Married 70 years, Pekin couple clinging to faith, one another

PEKIN — Joseph Yock asked two other nurses at Pekin Hospital for a date before he approached Minnie Rinderknecht. She said, “OK, even if I am your third choice.”

As it turns out, the third time was a charm for Joe, who made Minnie his bride on Sept. 2, 1939.

He made just one mistake, however. An insurance agent for Prudential, Joe had sold Minnie a 20-year endowment policy.

“I married her, so I had to pay the premiums,” he said with a quick laugh.
That lapse in judgment aside, he developed a winning equation when it came to building their life together: “I put God first, Minnie second and work third.”

Father Tim Nolan, their pastor at St. Joseph’s Parish, helped them celebrate 70 years of doing just that with a Mass in their cozy duplex last Saturday. He blessed each of them before the liturgy ended and a light breakfast began for their extended family and friends.

DURING HIS homily, Father Nolan said the couple had weathered the good times and the bad by holding on to each other and Jesus.

“They did not allow the hard times to drive them apart,” he said, noting that their example was a gift from God.

Perhaps the most important lesson they taught was that “love is not something we get, but something we give,” Father Nolan said.

Dan Campbell, their nephew and godson, agreed.

“They lived their faith,” he said simply. “Uncle Joe’s participation in the church as a trustee, in Catholic Charities and as a volunteer was an excellent role model for me. Their example said to me, ‘This is what faith is all about.'”

Born in Atkins, Iowa, on Sept. 17, 1912, Minnie attended Mount Mercy School of Nursing in Cedar Rapids. She worked as a private duty nurse, putting in as many as 20 hours a day.

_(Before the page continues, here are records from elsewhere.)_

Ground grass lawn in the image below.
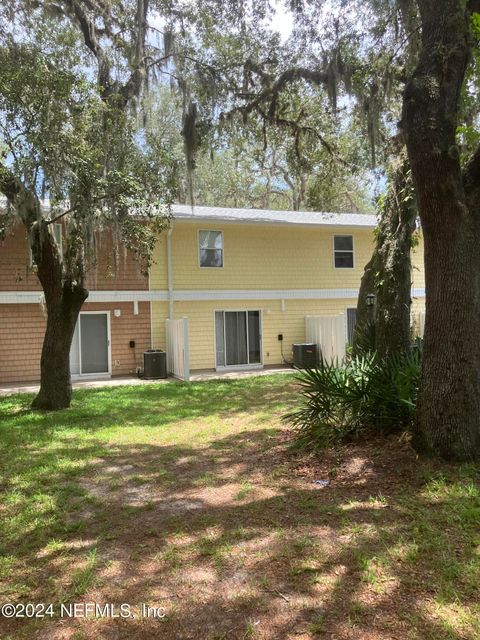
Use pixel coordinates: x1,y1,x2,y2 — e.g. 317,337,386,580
0,375,480,640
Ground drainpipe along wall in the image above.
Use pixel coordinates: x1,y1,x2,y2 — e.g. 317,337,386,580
167,224,173,320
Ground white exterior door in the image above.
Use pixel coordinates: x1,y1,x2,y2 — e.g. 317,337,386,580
70,311,111,375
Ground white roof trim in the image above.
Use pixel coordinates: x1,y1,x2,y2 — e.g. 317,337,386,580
0,289,425,304
0,196,377,229
172,204,377,229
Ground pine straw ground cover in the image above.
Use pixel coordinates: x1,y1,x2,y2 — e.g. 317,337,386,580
0,375,480,640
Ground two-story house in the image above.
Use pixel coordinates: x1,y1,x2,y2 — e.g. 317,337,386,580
150,206,425,370
0,205,425,383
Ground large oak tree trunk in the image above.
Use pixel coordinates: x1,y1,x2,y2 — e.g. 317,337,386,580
32,285,87,410
32,222,88,410
353,150,417,357
402,0,480,460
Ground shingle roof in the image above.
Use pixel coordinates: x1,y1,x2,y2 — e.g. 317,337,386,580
172,204,377,228
0,196,377,228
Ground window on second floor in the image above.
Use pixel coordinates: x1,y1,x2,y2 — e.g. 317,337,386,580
30,222,63,267
333,236,354,269
198,231,223,267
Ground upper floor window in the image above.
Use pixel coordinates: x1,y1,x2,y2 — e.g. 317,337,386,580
198,231,223,267
333,236,354,269
30,222,63,267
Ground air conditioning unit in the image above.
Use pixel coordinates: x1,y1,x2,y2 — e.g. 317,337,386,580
292,342,318,369
143,349,167,380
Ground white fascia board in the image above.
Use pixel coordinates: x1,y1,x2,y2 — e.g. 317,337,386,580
173,289,358,302
174,215,376,231
0,289,425,304
0,291,168,304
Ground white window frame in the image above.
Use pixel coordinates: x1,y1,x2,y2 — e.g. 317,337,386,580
332,233,355,271
213,308,264,371
70,311,112,380
197,229,225,269
30,222,63,268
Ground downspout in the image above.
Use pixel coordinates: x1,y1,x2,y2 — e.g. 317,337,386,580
167,224,174,320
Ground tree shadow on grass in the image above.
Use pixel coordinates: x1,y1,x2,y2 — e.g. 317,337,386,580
2,418,480,640
0,374,295,442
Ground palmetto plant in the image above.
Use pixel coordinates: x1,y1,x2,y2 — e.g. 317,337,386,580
284,350,421,447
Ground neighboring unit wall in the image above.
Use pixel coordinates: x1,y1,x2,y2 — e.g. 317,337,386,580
0,302,150,383
0,225,148,292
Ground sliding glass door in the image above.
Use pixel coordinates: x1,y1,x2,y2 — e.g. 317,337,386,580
215,311,262,367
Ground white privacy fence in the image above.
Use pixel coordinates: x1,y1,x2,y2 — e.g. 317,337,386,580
165,318,190,382
305,313,347,362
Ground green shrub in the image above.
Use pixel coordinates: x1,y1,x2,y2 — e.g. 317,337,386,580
284,349,421,447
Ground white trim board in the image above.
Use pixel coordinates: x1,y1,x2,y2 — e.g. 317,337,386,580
0,289,425,304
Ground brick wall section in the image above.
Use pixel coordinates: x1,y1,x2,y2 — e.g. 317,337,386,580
0,302,150,384
0,225,148,291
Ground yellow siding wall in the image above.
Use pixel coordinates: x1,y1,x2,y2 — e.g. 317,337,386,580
153,299,357,369
150,222,425,370
150,231,168,291
150,221,373,290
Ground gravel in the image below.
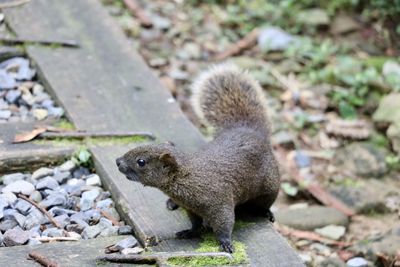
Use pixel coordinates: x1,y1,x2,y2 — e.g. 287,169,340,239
0,57,64,123
0,160,131,248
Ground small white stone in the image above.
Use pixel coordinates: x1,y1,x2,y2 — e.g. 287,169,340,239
86,174,101,186
121,247,144,255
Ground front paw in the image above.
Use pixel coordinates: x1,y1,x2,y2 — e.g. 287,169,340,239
220,241,233,253
167,198,179,210
175,229,200,239
265,210,275,223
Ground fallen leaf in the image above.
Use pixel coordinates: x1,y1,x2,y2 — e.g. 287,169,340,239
13,127,46,144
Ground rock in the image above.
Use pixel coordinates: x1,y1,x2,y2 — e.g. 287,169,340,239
6,90,21,104
58,160,76,172
29,190,42,203
96,198,114,210
0,173,25,185
82,225,103,239
99,226,118,237
23,207,49,230
32,108,49,121
42,228,64,237
1,180,35,196
54,214,71,228
335,143,387,178
121,247,144,255
40,194,67,209
0,192,17,206
47,107,64,118
118,225,133,235
294,150,311,168
275,206,349,230
257,27,298,51
151,15,171,30
15,199,32,215
350,226,400,261
0,69,17,90
0,218,18,232
53,171,71,184
0,110,11,120
86,174,101,186
31,167,54,180
329,178,400,214
27,238,42,246
3,228,29,247
36,176,58,190
79,189,100,211
314,225,346,240
297,8,330,26
112,236,138,251
346,257,368,267
331,15,360,34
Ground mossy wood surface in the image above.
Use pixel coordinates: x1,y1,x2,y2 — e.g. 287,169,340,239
0,0,303,267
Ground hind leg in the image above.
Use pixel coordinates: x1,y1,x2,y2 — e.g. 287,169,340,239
245,196,275,223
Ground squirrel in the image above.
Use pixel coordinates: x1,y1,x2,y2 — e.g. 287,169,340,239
116,63,280,253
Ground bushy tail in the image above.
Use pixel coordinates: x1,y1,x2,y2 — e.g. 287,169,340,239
192,63,268,134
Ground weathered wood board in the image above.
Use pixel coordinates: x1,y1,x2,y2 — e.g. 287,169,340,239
5,0,303,266
0,236,149,267
2,0,203,153
0,123,74,175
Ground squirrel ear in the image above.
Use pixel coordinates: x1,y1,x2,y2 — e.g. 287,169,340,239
159,152,177,168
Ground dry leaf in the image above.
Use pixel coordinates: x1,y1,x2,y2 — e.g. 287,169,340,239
13,127,46,144
325,119,371,140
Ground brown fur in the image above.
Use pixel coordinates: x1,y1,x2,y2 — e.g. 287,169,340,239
117,65,279,252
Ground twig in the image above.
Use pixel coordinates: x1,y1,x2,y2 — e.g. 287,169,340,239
96,209,119,226
39,131,156,140
35,236,80,242
124,0,153,28
17,194,63,229
277,226,353,247
96,252,233,264
0,0,31,8
28,251,60,267
214,28,259,60
0,37,79,48
277,147,355,216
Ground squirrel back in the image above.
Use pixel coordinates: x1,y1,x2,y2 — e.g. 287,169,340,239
191,63,269,134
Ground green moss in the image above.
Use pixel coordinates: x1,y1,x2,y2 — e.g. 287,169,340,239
35,136,148,146
54,119,75,130
167,234,248,266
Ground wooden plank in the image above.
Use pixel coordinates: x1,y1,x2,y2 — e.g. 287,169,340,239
91,146,304,267
0,123,74,175
0,236,149,267
5,0,203,150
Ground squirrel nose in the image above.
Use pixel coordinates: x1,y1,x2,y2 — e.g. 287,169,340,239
115,158,123,167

When a friend and classmate told her of an opening at Pekin Hospital, she applied and got the job. She worked in surgery and in maternity for one year before starting a 41-year career as the head nurse in a Pekin doctor’s office.

To bring in extra money she would help with home deliveries, for which she was paid $2. Joe remembers that several dates were interrupted by this work.

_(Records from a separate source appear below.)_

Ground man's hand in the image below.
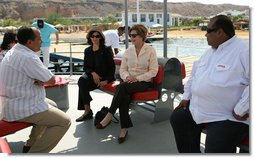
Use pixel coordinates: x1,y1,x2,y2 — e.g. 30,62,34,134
126,76,138,83
175,100,190,110
34,80,44,86
232,110,249,121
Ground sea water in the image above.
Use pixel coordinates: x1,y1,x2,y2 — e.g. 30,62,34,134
120,38,249,57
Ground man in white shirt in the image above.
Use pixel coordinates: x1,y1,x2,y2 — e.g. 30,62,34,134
103,27,125,55
0,27,71,153
170,15,250,153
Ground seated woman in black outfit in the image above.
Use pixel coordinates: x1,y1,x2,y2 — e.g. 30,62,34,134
76,28,115,122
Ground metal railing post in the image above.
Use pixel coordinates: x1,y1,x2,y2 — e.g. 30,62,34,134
70,42,73,76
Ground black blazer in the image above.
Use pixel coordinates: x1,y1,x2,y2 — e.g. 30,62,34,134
83,46,115,82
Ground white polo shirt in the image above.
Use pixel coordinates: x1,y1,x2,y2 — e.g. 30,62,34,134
183,36,250,124
0,44,53,121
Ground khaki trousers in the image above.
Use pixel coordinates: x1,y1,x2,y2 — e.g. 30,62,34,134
19,101,71,153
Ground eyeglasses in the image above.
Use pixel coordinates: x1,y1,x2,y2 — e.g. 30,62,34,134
206,28,219,33
91,35,101,38
129,34,138,38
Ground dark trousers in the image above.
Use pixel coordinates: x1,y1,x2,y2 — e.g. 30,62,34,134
109,82,152,128
78,74,98,110
170,108,249,153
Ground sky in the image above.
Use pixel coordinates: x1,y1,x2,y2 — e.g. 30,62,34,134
154,0,254,7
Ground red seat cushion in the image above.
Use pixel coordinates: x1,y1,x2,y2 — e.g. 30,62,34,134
131,89,159,101
0,120,32,137
0,137,11,154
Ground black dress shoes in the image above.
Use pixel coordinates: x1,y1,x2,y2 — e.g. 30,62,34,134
76,110,93,122
118,131,128,144
96,121,111,129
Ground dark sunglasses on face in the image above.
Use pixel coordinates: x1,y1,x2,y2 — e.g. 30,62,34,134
206,28,219,33
91,35,101,38
129,34,138,38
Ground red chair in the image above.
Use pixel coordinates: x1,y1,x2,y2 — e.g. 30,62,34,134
102,58,172,122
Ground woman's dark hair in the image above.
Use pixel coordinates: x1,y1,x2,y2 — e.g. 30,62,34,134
212,15,235,38
130,24,148,41
1,32,17,50
86,28,105,46
17,26,36,45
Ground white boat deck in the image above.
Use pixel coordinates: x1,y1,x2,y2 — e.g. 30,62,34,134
5,76,204,156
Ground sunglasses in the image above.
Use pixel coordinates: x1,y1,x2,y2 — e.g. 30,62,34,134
206,28,219,33
129,34,138,38
91,35,101,38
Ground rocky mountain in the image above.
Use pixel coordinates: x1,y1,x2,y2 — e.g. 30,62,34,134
0,0,249,21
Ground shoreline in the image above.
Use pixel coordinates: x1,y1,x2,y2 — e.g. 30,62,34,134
57,30,250,42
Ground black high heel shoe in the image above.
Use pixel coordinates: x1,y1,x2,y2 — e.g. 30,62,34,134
118,131,128,144
96,121,111,129
76,110,93,122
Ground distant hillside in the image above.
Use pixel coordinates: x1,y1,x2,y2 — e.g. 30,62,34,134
0,0,249,21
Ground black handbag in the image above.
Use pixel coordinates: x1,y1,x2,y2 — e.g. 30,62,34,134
94,106,119,126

While Joe was a “cradle Catholic,” Minnie was raised as a Lutheran. She decided to take instruction when she noticed that Catholics in crisis at the hospital would pray together and was received into the Catholic Church before she married Joe.

Joe, who will be 97 in January, served in the U.S. Army as a radar operator on Fiji and Guadalcanal during World War II. When he returned, he went to work for Prudential. After 35 years with the company he retired at the age of 56 to spend more time with Minnie.

That’s when he got involved with Catholic Social Services, now Catholic Charities. He was on the board for two six-year terms and “enjoyed all of it.”

Also a Third and Fourth Degree member of the Knights of Columbus, Joe was a trustee at St. Joseph’s Parish for 35 years. He received the Pere Marquette Award from the Diocese of Peoria in 1999 recognizing his outstanding service to the church.